~ Archive for September, 2006 ~

An inventory: 11 issues with value-added studies (evaluations based on student test scores)

1

Even though most standardized tests for K-12 students were designed with the individual student’s learning in mind, we often gravitate towards the use of such scores when we seek to trace the success of a teacher, program, or school. They seem so objective, so unambiguous, so well suited to the task. And often our impulse is to reward teachers whose students score highest, to demand more of the rest, and perhaps to direct more resources their way.

Now at some point it may become apparent to folks that schools and districts with the highest average scores are also those with the most affluent student populations. (Systematic studies consistently find that income accounts for 60-80% of the variation in test scores among different groups. ) Realizing this, many will call instead for tests at start and end of the school year and advocate rewarding the schools and teachers whose students show the greatest improvement. This is an eminently natural position to take. But it turns out to be fraught with an extraordinary number of challenges.
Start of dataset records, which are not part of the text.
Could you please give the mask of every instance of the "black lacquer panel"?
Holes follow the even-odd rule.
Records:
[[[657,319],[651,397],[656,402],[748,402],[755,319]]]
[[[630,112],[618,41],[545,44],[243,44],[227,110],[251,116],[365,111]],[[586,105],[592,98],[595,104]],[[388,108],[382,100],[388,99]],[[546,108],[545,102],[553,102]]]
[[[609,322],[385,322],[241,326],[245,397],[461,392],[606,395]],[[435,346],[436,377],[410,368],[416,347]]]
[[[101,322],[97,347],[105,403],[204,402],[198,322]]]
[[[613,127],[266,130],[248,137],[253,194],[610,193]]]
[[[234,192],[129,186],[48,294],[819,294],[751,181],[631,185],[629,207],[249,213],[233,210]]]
Statistical models for assessing contributions to student learning (value-added models, if you can stomach that awkward yet adhesive term) have received intense scrutiny among educational researchers in the past five years. I became attuned to this literature after I ran into some serious roadblocks in an effort to isolate contributors to reading and math improvement for children in a school touched by the WIDE World program. I began to see that gathering more complete data and using more sophisticated methods (hierarchical linear models, propensity scores) could solve only some of my problems. And I began to collect my own and more distinguished researchers’ impressions of the hurdles one might need to overcome to develop a sound explanatory model of test score change. What follows is a list of these issues. While no study is likely to involve all of them, most will bump up against quite a few.
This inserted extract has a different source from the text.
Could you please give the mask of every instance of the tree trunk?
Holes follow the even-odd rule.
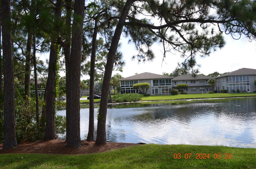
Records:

1. Studies can easily confuse effects from individual students; from being among certain students; from teacher; from intervention; and from school. To what should we compare a certain result — to the results that would have occurred if the student(s) had not been in school at all ? if they had been in school, but had stayed in the previous grade? if they had been in a different school? with a different set of classmates? with different teachers ? Questions such as these are too often neglected, detracting from the soundness of research claims. (1), (5)

2. Few students study under just one teacher, making it perilous to try to attribute gains or losses to an individual teacher.
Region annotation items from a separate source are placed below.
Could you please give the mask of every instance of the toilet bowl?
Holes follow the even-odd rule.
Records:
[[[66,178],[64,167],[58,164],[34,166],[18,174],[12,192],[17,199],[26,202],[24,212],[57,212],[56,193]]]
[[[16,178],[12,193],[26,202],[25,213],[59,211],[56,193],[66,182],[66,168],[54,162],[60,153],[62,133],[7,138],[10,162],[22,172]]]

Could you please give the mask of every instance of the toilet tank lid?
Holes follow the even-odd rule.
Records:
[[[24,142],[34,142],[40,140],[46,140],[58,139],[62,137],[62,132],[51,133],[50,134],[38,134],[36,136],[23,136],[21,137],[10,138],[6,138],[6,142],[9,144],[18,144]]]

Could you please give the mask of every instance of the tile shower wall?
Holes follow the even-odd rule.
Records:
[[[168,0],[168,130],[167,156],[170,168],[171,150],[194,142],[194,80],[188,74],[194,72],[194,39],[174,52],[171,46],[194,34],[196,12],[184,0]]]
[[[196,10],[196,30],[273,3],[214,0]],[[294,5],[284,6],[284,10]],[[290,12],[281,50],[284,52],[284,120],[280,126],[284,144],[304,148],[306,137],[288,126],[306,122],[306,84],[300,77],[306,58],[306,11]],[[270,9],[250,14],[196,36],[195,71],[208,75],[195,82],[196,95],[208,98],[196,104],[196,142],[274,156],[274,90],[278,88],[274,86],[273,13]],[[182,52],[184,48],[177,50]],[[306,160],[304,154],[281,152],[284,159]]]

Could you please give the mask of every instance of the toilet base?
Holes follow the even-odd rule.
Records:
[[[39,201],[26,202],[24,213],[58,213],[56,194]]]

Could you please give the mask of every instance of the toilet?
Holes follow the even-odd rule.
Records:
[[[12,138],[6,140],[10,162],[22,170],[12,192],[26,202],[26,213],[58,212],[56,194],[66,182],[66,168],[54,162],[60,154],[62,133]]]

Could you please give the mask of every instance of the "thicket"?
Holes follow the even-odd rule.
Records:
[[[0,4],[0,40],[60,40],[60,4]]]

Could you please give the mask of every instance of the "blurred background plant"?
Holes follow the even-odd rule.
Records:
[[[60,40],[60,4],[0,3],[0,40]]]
3. What students in some classes learn may spill over and reach students in other classes (”contamination”).

4. Groups of students do not often stay together long-term, so while students may exert effects on one another — which are difficult enough to measure — these are extremely difficult to track longitudinally. (1), (5)

5. It’s difficult to separate past effects (of any of these types — from teacher, school, or set of classmates) from more recent ones. (1)

6. Variations in the policies by which schools assign students to special Ed or ESL programs can distort results, as can any pattern of biased exclusion of students from testing. Students not promoted will be left out of any calculation of year-to-year change, when including such students would lower the group score. (According to Walt Haney, this is one source of the spurious “Texas Education Miracle” of the late 1990s.) (1), (2)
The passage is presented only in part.